Being a guy is awesome, but when your penis starts thinking for you, it can lead to disaster. Such is the case with Dead or Alive Xtreme 2, as yesterday my manhood told me "Hey, this booth girl is pointing you to DOAX2. We should play it." The gelatinous jiggle fest of bikini filled mini-games from Team Ninja was given plenty of room at TGS and the lines were short, if not nonexistant.
After suffering through the same volleyball game I paid $50 for in 2004 (and losing), we decided to give the other aspects a shot. I was already creeped out by the sloppy boob physics but decided to dig deeper.
The jet skiing portion was passable, but the controls were difficult to get a hang of. My brain was starting to tell my crotch "We really need to get out of here and play something worthwhile." Penis responded "Wait, there's a game where you stand on a raft and bump your bottom against the other girl." We compromised to stay for a few more rounds of playtesting.

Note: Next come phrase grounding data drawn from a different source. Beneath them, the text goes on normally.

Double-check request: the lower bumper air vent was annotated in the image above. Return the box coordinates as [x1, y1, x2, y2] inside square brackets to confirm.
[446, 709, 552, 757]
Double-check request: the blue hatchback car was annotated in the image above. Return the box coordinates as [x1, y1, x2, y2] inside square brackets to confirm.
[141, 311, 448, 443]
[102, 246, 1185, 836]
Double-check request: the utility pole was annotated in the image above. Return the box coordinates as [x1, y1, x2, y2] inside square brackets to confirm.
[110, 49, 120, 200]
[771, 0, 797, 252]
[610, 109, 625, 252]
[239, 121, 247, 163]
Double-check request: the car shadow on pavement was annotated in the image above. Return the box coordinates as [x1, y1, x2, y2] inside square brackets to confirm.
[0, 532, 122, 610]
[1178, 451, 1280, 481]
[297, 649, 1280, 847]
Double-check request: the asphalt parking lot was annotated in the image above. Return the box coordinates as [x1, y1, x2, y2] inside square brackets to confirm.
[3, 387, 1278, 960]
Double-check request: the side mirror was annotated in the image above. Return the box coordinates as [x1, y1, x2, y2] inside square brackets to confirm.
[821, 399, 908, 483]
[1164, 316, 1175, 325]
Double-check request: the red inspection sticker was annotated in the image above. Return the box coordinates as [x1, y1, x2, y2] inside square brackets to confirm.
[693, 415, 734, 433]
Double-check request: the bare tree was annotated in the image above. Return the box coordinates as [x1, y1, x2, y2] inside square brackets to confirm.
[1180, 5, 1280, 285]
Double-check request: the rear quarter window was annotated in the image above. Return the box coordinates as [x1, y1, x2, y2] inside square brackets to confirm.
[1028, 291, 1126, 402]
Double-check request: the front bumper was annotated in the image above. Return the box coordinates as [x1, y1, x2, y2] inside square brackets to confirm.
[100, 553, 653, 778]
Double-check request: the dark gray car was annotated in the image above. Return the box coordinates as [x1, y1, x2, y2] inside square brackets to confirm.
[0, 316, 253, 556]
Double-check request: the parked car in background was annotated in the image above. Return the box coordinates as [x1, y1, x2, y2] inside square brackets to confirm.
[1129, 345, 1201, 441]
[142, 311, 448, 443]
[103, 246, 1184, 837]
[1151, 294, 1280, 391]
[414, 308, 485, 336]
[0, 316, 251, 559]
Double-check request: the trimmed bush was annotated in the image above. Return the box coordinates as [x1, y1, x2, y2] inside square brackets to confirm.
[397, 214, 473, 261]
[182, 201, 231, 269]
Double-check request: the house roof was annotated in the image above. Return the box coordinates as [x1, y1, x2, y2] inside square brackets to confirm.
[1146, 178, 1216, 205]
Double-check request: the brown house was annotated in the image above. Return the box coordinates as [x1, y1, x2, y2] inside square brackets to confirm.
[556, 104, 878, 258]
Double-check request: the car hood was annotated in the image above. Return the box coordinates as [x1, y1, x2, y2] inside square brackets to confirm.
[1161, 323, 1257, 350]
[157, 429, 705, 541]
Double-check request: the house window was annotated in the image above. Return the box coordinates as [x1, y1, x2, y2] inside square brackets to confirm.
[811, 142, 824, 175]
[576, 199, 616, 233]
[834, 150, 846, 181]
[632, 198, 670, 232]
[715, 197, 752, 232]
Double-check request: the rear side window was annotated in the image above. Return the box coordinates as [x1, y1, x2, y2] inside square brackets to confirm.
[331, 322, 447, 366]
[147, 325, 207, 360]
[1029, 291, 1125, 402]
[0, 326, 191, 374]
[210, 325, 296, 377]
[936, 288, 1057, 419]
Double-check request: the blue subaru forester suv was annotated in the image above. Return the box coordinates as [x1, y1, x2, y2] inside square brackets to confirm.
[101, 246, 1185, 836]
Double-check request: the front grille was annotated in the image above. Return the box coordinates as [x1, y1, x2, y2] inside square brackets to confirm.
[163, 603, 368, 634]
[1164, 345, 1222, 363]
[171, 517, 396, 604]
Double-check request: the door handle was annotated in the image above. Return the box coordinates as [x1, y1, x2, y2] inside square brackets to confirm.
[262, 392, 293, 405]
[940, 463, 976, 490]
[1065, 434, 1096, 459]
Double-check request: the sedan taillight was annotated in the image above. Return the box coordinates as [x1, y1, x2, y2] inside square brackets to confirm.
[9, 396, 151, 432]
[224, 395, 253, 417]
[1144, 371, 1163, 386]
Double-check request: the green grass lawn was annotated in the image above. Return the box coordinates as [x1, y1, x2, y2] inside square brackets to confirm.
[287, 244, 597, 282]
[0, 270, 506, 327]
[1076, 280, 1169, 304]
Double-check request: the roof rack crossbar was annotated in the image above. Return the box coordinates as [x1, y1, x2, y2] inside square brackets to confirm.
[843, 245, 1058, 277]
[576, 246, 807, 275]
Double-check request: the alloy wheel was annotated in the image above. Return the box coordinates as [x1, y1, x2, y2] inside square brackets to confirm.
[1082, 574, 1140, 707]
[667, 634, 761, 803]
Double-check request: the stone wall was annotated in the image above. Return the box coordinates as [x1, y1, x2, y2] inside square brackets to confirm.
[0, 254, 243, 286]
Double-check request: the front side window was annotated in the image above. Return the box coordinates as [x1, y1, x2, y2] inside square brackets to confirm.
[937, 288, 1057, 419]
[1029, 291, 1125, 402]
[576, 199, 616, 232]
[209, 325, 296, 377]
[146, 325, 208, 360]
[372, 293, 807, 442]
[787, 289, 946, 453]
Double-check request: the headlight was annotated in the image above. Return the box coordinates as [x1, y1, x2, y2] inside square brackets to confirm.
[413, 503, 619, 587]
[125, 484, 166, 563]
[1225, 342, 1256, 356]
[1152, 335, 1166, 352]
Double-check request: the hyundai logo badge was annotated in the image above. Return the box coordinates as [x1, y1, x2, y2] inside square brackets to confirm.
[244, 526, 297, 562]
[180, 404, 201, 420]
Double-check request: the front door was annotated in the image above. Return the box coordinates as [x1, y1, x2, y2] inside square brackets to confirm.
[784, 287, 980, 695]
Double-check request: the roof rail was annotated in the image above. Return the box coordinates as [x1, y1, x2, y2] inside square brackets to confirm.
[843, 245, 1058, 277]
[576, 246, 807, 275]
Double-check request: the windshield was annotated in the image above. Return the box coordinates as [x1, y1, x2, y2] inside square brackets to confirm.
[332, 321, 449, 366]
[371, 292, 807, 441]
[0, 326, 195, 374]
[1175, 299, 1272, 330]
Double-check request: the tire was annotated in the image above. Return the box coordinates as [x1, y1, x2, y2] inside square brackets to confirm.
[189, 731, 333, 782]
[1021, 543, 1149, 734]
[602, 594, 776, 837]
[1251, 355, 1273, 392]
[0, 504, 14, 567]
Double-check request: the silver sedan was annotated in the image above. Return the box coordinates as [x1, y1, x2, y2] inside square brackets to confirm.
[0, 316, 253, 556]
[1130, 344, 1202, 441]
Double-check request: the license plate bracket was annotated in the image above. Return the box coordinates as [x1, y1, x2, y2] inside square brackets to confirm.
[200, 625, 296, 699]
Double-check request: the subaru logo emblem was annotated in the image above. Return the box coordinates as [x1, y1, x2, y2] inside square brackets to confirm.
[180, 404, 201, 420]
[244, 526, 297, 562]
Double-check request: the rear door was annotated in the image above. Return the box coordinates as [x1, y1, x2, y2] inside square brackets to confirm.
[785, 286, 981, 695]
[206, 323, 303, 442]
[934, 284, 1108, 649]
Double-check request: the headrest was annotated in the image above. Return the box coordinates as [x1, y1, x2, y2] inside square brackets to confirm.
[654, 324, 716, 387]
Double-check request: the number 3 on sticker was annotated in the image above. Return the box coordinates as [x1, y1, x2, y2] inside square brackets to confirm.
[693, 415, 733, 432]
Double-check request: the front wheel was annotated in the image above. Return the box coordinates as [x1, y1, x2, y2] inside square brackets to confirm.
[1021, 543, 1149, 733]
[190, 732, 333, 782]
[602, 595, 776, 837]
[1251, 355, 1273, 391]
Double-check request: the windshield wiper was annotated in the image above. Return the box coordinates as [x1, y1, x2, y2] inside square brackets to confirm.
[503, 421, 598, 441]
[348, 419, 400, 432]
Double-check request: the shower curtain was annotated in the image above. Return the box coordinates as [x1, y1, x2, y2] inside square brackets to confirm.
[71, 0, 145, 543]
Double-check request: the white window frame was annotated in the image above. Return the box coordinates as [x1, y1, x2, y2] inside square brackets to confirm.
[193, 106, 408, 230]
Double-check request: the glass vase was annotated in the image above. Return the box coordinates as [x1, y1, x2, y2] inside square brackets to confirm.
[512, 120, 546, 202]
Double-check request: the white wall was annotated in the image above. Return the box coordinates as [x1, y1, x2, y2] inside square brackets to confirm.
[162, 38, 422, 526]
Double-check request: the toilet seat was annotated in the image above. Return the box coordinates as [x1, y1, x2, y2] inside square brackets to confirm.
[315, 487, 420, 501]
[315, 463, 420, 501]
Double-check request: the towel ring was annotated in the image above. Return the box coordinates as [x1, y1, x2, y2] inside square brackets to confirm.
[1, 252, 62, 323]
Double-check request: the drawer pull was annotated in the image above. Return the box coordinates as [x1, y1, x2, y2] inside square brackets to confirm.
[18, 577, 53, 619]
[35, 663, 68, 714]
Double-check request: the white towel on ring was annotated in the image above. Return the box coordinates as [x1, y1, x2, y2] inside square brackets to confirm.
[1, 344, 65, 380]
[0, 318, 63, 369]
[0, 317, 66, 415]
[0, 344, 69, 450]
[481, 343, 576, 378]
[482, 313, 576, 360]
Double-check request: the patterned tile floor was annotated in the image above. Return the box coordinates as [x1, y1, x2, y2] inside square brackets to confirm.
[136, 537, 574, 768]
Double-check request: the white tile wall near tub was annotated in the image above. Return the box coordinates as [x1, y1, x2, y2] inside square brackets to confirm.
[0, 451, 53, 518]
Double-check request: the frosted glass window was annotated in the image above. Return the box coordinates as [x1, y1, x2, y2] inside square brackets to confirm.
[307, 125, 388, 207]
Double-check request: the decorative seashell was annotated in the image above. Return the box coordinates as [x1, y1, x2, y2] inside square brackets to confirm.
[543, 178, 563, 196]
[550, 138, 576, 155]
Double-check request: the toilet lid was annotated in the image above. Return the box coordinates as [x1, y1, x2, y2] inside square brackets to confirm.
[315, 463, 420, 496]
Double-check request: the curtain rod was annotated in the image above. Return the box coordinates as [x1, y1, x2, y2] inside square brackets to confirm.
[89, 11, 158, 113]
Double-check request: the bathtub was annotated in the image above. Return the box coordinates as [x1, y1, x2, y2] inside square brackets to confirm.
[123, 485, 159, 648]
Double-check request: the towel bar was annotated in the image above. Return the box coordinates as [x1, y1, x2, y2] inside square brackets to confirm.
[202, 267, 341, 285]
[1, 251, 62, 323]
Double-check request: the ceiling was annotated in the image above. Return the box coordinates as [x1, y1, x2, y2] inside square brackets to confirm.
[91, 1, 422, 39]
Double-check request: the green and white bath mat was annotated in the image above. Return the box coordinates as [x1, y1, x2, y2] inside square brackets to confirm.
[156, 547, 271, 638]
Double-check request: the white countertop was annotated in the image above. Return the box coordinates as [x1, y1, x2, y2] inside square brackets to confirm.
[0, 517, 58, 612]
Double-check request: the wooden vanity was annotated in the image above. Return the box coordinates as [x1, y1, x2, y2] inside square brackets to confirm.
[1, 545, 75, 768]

The butt bumping mini-game was next. Jerk the analog stick back and forth and knock the other bikini clad fighter into the water. Yeah. But we soldiered on to the tug of war bits. Also mildly entertaining for about 2 minutes. Then, the running game. Lay down in the sand, get a good cleavage shot, then whack on the A button to run faster.
Starting to sound like Track & Field for the NES? You might be on to something.
The game seems as shallow as the first, but with better character models, more to do and one new girl to ogle. Maybe there's more depth here than 10 minutes of play can glean, but I hope my brain wins the purchasing war with this one.